With no small debt to Jamieson, we now have a lexicographical record of the Scots language that might be the envy of many a minority or lesser used language but the pattern set in the eighteenth century continues; definitions are given in English and we are still in the anomalous situation of lacking a Scots-Scots dictionary! Also, Jamieson, in the interests of time and space, did not cover the huge part of the Scots lexicon which is shared with English and, although DOST aims to be inclusive, the SND records only words, forms or usage which differ from English (and it still fills ten volumes). We still lack a complete modern Scots dictionary which includes the shared terms. There is plenty to be done in the field of Scots lexicography.

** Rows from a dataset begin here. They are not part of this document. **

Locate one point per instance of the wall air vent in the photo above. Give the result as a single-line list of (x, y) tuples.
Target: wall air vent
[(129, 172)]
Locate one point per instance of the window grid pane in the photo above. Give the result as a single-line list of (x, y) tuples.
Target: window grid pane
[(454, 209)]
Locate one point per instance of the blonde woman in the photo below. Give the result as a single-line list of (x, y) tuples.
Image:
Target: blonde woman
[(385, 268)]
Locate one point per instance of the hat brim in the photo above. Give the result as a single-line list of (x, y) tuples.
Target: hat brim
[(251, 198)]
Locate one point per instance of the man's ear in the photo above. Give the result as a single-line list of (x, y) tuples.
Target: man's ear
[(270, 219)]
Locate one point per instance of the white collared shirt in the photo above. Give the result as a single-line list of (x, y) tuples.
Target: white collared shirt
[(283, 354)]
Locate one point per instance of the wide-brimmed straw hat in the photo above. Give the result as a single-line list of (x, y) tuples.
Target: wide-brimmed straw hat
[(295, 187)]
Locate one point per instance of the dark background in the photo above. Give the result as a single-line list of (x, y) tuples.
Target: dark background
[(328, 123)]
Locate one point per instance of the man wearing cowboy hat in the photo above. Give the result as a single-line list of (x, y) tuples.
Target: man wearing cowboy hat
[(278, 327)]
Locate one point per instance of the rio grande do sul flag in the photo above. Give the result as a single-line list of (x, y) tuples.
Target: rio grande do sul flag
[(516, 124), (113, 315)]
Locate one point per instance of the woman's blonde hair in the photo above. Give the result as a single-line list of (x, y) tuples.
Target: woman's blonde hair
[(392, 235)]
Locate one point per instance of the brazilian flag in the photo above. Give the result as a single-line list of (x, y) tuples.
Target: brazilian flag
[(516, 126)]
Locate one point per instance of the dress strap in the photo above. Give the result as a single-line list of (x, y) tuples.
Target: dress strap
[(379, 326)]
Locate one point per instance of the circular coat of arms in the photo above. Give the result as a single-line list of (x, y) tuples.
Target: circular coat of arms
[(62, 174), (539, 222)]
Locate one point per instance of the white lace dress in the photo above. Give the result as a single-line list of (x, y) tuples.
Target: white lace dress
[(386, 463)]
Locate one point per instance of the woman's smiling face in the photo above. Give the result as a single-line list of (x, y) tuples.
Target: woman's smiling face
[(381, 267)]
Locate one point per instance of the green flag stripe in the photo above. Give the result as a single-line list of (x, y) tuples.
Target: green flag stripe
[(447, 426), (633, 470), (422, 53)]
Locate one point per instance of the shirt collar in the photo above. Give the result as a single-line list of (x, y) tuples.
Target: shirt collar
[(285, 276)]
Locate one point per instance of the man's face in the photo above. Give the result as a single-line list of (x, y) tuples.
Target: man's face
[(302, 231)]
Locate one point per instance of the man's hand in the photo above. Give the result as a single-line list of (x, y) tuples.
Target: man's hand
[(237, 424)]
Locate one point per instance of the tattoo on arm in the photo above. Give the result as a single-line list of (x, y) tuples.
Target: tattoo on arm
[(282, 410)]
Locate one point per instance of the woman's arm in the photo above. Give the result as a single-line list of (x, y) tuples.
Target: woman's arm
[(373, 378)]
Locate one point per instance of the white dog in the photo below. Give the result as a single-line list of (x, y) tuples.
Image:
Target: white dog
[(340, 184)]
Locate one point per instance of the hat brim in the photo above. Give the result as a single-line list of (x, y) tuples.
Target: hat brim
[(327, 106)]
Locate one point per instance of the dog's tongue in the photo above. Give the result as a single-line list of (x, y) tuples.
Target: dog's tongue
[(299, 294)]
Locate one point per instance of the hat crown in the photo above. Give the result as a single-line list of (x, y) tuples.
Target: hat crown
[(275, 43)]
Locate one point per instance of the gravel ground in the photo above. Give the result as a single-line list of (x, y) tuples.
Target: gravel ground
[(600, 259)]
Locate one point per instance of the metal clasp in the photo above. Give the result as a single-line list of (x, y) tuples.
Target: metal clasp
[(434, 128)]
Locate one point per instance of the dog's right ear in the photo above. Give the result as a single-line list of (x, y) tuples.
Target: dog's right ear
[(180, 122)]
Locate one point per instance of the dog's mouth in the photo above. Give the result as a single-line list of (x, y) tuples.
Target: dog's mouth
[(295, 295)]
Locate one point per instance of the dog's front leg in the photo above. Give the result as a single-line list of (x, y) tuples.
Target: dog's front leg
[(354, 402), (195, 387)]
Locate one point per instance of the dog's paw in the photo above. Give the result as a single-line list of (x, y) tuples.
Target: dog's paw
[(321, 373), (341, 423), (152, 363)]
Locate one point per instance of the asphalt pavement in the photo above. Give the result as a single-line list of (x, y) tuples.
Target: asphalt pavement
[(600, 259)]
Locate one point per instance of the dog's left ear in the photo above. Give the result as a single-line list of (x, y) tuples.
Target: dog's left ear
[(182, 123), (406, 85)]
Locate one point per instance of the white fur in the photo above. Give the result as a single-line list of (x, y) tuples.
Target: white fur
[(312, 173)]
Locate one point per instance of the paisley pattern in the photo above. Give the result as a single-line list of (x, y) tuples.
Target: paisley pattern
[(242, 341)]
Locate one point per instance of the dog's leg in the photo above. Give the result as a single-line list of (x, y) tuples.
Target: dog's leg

In addition to the important work of the dictionary, Jamieson left his mark in other ways. He was a prolific writer and editor. In 1797, he moved to Edinburgh to become minister of the Anti-Burgher Church in Nicholson Street and he played a major part in reconciling the New Lichts of Burghers and Antiburghers as the United Secession Church (see the Concise Scots Dictionary p.820). He and his wife Charlotte had 17 children, of whom only three survived. He died in Edinburgh in 1838.